Here are Hoepner’s key findings:
- ESG investments grew nearly tenfold over the last decade and are still gaining momentum. It’s common sense that better corporate governance tends to be beneficial to shareholders. That, along with the availability of ESG datasets online, contributes to the growth of ESG investing.
- Datasets are available and accessible, but ESG investing is under-appreciated by the average analyst or investment manager because these datasets currently aren’t covered in many professional financial degrees. This presents an opportunity.
- Hoepner recommends that all institutional and private asset owners consider ESG data in their investment decision-making since portfolios of assets with high ESG ratings outperform their benchmarks. For example, investors in companies in Corporate Knights Inc.’s Global 100 ranking of the most sustainable companies would have outperformed their benchmarks between 2004 – 2008.
- Companies with high ESG scores show better credit ratings and a lower cost of debt.
Studies in the past have tried to show the correlation between ESG rankings and stock returns. Some of them found clear evidence, like this March 2012 paper by Robert G. Eccles, Ioannis Ioannou and George Serafeim for the National Bureau of Economic Research.
In this sense, the outcome of Hoepner’s new study is not surprising. What is interesting is the clear message he has for investors – start using ESG data now. For Hoepner, ESG data offer a competitive advantage because it’s currently underused when portfolios are being built.
Hoepner’s study is based on short-term analysis and may not stand against Deloitte’s review from earlier this year, which finds that long-term evidence missing for the impact of ESG. Nevertheless, Hoepner is in line with Deloitte’s argument that companies prepared for ESG shocks can better mitigate risks.

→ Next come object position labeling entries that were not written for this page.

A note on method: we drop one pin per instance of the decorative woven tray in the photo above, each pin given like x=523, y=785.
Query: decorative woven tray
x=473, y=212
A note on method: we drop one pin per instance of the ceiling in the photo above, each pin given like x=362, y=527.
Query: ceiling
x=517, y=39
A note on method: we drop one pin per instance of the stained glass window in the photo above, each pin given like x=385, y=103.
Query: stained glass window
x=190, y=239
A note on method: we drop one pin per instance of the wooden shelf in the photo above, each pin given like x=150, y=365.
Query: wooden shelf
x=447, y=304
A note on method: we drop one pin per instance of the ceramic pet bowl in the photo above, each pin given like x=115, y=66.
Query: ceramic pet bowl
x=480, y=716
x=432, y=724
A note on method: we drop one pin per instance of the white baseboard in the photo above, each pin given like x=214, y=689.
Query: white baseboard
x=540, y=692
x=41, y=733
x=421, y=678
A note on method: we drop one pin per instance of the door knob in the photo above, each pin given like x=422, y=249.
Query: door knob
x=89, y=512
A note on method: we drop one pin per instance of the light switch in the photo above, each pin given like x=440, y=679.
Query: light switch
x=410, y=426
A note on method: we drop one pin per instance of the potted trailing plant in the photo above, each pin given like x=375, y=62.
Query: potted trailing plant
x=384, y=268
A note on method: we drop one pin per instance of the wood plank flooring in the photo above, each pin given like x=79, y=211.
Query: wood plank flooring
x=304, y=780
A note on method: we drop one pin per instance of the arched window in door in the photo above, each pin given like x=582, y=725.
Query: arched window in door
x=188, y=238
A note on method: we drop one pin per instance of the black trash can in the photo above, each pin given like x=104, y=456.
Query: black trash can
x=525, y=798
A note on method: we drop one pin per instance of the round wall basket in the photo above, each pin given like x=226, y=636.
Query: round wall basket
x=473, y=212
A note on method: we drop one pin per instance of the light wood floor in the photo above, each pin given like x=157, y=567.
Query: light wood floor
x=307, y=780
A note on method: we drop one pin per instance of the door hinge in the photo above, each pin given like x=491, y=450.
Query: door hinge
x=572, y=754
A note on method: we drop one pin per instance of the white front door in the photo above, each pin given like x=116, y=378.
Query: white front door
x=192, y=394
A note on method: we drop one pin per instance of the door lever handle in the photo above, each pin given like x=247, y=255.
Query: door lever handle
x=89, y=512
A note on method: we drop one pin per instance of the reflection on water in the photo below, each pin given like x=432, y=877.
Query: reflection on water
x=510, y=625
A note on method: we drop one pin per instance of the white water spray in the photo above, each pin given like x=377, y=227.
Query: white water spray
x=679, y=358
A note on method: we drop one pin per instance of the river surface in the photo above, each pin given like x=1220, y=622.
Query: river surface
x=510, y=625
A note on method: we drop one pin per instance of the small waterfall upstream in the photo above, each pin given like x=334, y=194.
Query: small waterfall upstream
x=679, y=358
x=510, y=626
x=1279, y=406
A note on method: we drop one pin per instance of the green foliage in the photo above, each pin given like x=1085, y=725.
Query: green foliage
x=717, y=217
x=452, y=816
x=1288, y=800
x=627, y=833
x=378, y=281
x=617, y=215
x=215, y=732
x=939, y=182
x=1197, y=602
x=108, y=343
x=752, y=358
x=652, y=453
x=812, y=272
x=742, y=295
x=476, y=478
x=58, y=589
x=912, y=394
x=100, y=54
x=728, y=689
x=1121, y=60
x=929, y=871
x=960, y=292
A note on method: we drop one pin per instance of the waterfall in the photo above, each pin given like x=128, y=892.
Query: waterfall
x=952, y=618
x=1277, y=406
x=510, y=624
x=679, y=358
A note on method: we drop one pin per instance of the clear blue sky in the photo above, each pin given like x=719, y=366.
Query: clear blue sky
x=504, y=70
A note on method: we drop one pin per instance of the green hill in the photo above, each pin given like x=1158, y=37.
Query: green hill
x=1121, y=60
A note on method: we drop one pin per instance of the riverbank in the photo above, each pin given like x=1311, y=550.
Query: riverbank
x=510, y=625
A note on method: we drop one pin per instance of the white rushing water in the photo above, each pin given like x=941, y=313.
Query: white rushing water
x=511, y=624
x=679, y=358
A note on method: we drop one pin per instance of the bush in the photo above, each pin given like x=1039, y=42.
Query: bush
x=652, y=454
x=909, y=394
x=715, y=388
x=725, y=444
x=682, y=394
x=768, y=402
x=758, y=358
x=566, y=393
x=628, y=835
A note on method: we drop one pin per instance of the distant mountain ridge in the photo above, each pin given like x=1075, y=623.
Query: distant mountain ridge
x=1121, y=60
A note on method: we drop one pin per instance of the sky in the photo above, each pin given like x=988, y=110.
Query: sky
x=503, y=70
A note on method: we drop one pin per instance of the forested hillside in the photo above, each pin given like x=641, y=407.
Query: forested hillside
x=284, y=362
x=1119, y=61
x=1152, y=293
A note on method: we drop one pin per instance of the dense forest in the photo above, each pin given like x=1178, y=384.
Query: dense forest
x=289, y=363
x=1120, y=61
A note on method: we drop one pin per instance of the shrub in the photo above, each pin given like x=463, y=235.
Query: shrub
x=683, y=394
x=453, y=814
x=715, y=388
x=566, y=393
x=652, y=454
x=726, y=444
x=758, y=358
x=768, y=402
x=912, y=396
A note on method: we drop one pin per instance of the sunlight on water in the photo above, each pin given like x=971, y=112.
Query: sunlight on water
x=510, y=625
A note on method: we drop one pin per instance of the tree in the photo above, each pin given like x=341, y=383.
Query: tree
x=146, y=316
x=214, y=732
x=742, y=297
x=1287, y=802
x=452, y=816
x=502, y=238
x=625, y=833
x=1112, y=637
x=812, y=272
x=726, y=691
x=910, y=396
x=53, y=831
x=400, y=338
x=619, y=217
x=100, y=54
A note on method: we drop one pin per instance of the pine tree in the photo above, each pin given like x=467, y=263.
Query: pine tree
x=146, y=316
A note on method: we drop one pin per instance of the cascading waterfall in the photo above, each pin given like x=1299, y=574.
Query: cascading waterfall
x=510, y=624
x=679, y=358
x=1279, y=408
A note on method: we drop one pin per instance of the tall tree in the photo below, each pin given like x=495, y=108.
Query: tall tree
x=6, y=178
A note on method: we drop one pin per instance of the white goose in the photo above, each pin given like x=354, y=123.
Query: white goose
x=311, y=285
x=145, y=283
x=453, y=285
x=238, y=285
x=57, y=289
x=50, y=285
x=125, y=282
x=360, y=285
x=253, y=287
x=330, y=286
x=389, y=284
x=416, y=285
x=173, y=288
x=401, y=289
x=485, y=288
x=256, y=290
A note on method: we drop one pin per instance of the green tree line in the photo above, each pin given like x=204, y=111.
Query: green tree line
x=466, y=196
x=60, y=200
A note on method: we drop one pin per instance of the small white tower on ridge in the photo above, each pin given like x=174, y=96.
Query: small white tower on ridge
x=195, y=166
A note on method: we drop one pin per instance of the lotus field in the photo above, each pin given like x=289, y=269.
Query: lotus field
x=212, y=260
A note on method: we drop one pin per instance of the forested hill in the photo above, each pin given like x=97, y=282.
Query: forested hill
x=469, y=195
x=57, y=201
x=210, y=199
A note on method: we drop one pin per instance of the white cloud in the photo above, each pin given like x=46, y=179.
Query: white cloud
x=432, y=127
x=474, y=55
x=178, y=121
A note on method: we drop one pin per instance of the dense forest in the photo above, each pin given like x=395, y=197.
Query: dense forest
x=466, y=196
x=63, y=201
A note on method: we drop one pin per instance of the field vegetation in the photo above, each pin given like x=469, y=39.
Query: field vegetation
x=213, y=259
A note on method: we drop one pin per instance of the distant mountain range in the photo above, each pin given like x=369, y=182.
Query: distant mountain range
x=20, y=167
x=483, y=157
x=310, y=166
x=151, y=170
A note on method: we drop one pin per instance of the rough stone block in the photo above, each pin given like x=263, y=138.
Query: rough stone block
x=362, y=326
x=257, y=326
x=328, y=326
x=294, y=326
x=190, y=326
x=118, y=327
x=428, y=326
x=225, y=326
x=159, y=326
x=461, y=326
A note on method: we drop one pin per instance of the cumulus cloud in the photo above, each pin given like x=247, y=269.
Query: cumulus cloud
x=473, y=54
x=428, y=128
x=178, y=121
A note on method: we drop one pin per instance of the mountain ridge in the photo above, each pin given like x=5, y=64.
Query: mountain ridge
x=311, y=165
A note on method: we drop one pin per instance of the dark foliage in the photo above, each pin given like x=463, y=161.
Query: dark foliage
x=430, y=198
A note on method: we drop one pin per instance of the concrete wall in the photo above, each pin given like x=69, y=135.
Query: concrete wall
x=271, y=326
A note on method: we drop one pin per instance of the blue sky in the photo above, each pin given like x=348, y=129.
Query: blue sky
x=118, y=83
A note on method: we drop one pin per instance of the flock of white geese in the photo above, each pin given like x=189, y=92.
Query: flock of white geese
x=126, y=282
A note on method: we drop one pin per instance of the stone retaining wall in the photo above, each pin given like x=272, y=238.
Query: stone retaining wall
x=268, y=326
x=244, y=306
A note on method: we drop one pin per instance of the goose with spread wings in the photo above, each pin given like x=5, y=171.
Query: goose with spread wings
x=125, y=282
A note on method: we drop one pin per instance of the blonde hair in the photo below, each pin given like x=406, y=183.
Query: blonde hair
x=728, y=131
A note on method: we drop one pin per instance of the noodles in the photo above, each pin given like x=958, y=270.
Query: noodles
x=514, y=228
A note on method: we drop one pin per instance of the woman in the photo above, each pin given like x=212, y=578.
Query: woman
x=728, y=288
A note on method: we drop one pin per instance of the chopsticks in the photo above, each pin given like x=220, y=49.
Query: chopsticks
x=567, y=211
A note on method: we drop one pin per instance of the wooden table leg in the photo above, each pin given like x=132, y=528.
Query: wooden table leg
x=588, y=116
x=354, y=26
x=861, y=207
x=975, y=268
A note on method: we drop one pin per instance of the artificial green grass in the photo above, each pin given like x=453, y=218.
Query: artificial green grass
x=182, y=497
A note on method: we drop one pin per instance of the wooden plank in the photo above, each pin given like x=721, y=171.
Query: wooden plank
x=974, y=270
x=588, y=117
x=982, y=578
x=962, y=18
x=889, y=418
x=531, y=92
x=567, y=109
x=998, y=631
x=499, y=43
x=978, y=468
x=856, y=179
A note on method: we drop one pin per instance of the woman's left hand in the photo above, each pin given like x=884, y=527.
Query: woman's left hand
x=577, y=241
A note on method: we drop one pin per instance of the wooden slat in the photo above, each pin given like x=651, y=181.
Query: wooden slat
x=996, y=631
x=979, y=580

Overall, I think the white paper makes a persuasive case – there are incentives for companies to improve their ESG performance. In a time of cheap money, the effect of the lower cost of capital and better credit ratings may not be so significant, but I’m very curious to see the difference when interest rates go up again.
During her panel speech at this year’s GRI Global Conference on Sustainability and Reporting, Barbara Kux, chief sustainability officer of Siemens, cited Hoepner’s study as one of her key arguments of why a strong ESG performance pays out for companies. This, to me, is a good sign that the case for ESG investing is reaching the boardrooms.